I can't get the camera to ...

I can't quite see ...

Oh, I see what's wrong.

How stupid ...




Let's go ... !

No, as you were ...

I don't think the film has ...

There seems to be something wrong with the ...

Relax for a moment while I sort out the ...

OK, all systems go!

Let's go for it!

Close together now!


You'll have to get closer than that!

I can't get you all in ...

Can't you get any closer than that?

Don't be afraid to be friendly with each other!

Hands round each ...

Not too friendly!

Can the big one move round and stand at the back, please?

Yes, you, sir ...


OK, closer again.

Look at the camera ...

Look at the ...

Look at the little birdy.

That's fine!

That's perfect!



Nice big ...

Everyone smile?

Madam, can you smile too?

Could someone make her smile?

Does anyone know how to ...

Thank you!

Ready now?

OK, great big smile!

Nice ...

Big ...

I'm afraid you've all moved.

Close together now.

Closer ...

Gentleman on the left, if you please.

No, other gentleman ...

On my left, your right ...

Gentleman scratching his head ...

That's the one!

No, just stop scratching ...

Hands down!

That's it.


OK, ready?

Right - let's go for it!


Close together.


One more!

Another one!

Keep smiling!

Nice and still!



Super !

Gentleman at the back, tall fellow, yes, you, sir, if you could stop making those funny faces, because it seems funny now, but it doesn't look very good in the final photograph, I would appreciate it ...




Now I want you all to ...

Are you all listening?

Now I want you all to look slightly serious.

That's it.

Can't have people grinning in every photo.
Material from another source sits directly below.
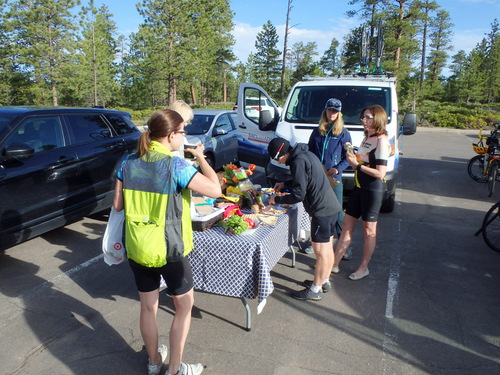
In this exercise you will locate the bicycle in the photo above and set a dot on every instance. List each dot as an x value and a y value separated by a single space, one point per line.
491 227
485 166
Looks manic after a while.

I want you all to look as if this wasn't a wedding.

More as if it were a funeral.

Funny thing, that. Have you ever noticed that we take photos at weddings, but we never take group photos at funerals? Odd, that.

As a group photographer, I disapprove.

It could double our income overnight if people had photos at funerals.
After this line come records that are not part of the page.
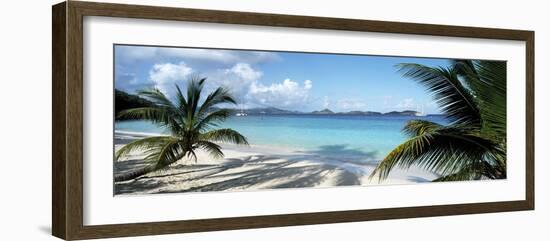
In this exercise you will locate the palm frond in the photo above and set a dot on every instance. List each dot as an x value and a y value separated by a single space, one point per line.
148 144
213 149
455 101
225 136
165 117
444 150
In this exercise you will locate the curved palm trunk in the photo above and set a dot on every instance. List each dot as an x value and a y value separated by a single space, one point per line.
132 174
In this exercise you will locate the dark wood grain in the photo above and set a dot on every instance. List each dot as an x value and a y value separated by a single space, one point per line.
59 127
67 150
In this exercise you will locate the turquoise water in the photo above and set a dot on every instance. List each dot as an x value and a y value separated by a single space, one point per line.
369 136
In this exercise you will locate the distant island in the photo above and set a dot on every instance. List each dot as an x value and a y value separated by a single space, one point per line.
125 100
277 111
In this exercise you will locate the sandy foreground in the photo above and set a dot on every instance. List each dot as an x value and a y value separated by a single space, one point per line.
256 168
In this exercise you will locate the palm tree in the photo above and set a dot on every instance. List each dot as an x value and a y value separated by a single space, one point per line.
191 125
472 95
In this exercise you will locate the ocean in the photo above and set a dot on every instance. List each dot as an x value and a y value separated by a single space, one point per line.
371 137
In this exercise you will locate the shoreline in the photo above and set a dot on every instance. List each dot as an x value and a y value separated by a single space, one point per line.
257 167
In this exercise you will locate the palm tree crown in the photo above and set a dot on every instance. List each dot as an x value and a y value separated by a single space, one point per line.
192 126
472 95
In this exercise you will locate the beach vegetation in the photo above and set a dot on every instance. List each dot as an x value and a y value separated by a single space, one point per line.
192 120
472 146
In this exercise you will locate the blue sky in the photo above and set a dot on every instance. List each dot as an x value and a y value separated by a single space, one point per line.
287 80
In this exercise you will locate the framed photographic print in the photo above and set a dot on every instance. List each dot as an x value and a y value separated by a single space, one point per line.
171 120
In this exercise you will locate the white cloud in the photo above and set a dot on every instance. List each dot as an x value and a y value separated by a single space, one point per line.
136 53
165 76
351 104
406 103
288 94
244 71
326 102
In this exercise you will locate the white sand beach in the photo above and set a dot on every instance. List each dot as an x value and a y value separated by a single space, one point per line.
255 168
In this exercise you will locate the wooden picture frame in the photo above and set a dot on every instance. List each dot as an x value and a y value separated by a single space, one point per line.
67 149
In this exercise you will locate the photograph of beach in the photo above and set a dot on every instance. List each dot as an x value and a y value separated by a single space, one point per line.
211 120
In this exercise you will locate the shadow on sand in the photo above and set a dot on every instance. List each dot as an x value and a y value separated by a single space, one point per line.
300 169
I want you all to think seriously about it.

Having a photographer to your funeral, I mean.

Having me, specifically.

I'll give you all my card.

I'm sorry about all this nattering. I'm just filling in time while I change this film.

Or divorces, of course.

Nobody ever has photos taken at divorces.

Of course, nobody has parties for divorces.

They should do.

I had a party for my divorce.

It was a stag party, actually.

Thought we should end up the way we started.


Right, we're there now.

I think ...

At this point the photographer should say: "OK, same again with flash" and go through the whole routine once more. Then he should say: "OK, just one roll of black and white" and go through the whole routine again. When the first sitter starts to have a nervous breakdown, he should say "just one more to be on the safe side ..."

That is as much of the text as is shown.